Another £33bn (€42bn) was added to the value of UK blue chips today as London’s leading share index extended yesterday’s relief rally.
But investor profit-taking saw early session gains pared back, to leave the FTSE 100 Index up 3.2%, to close 137.3 points higher at 4394.2.
The FTSE had soared by as much as 6.5% at one stage, coming after a more than 8% surge seen the previous session following the UK’s £37 billion banking bail-out and similar global action to end the stock market turmoil.
The Dow Jones Industrial Average also gave back some of its 400-point opening surge as investors looked to take profits after the record-breaking rise.
The US index later stood a more muted 1% higher, although investor spirits remained upbeat after President George Bush unveiled plans to follow the UK’s lead and buy shares in the nation’s leading banks, at a cost of $250bn (€183bn).
Bush said it was “an essential short-term measure” to get loans moving again.
Other markets across Europe posted further gains today, including Germany’s Dax and the CAC 40 in France, both of which rose by 2.7%.
In London, high street bank Barclays was the top-performing blue chip company, with a rise of 14%.
Anthony Grech, market strategist at IG Index, said that while the market had enjoyed another positive day’s trading, the high volatility suggested further falls could be on the horizon.
“Traders were always a bit twitchy that the strength seen so far could be just a flash in the pan and at the moment they still seem as willing as ever to head for the exits on the first sign of weakness,” he said.
Banks again saw a mixed session, with Royal Bank of Scotland, whose shares have been the biggest casualty of the recent turmoil, down 1% after an earlier rise of 7%. This is below the 65.5p price of the £15 billion in new shares it will offer existing shareholders under its capital-raising plans.
Merger partners HBOS and Lloyds TSB also remained on the back foot, down 7% and 5% respectively as investors mulled over the prospects for the firms’ marriage.

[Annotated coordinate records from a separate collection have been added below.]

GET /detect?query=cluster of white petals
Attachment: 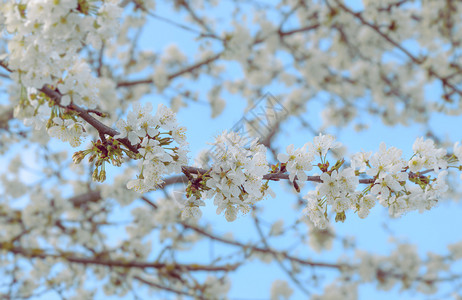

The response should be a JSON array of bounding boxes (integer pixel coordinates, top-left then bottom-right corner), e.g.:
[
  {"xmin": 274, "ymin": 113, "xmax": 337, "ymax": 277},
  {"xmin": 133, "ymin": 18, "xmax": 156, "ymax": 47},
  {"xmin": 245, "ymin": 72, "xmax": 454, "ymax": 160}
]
[
  {"xmin": 0, "ymin": 0, "xmax": 122, "ymax": 95},
  {"xmin": 272, "ymin": 135, "xmax": 452, "ymax": 228},
  {"xmin": 122, "ymin": 103, "xmax": 189, "ymax": 193},
  {"xmin": 184, "ymin": 131, "xmax": 272, "ymax": 221}
]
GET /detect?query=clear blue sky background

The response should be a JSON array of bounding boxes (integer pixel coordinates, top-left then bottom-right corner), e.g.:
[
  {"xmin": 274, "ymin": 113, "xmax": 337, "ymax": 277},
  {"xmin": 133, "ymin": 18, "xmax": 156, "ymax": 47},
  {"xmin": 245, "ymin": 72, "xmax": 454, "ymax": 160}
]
[{"xmin": 130, "ymin": 1, "xmax": 462, "ymax": 299}]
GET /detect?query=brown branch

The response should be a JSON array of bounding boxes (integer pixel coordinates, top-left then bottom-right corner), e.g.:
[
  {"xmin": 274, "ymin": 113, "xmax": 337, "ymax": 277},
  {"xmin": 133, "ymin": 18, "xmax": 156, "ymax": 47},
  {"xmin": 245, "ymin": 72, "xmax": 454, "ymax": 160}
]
[{"xmin": 0, "ymin": 243, "xmax": 239, "ymax": 272}]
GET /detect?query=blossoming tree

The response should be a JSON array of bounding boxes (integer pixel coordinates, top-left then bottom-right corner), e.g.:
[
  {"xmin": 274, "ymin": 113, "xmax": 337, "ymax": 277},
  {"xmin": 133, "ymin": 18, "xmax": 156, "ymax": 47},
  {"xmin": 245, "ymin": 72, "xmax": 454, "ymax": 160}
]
[{"xmin": 0, "ymin": 0, "xmax": 462, "ymax": 299}]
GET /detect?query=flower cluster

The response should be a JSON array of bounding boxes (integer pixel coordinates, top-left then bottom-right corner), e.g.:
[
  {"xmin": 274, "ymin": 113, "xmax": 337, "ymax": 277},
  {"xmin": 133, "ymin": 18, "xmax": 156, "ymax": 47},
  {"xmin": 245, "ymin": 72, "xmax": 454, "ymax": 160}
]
[
  {"xmin": 181, "ymin": 131, "xmax": 272, "ymax": 222},
  {"xmin": 0, "ymin": 0, "xmax": 122, "ymax": 91},
  {"xmin": 123, "ymin": 103, "xmax": 189, "ymax": 193}
]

Trading had got off to a good start in London today after some mammoth overnight rises in Asia and New York.
Japan’s Nikkei 225 soared 14%, its biggest one-day rise, while New York’s Dow Jones Industrial Average soared 11%, the index’s biggest daily jump since the Great Depression.
The mood was also buoyed after the latest bank rescue plans were unveiled in the US, which came after European governments said they are allocating more than a trillion euro to protect the region’s banks through guarantees and other emergency measures.
Richard Hunter, head of equities at broker Hargreaves Lansdown, said markets were now looking at where stocks would head next.
“After the relief rally, all eyes are going to be on the medium-term outlook and the fact that most people think that 2009 is going to be very difficult indeed,” he said.
“The third quarter earnings season is also coming up in the United States.”
Justin Urquhart Stewart, a director of Seven Investment Management, added that amateur investors should be warned to expect further volatility.
“Please be careful,” he said. “These are erratic and dangerous times. Inflation is high, the global economy is slowing and the banking crisis is still around.
“If you make a profit on short-term investments, then bank it.”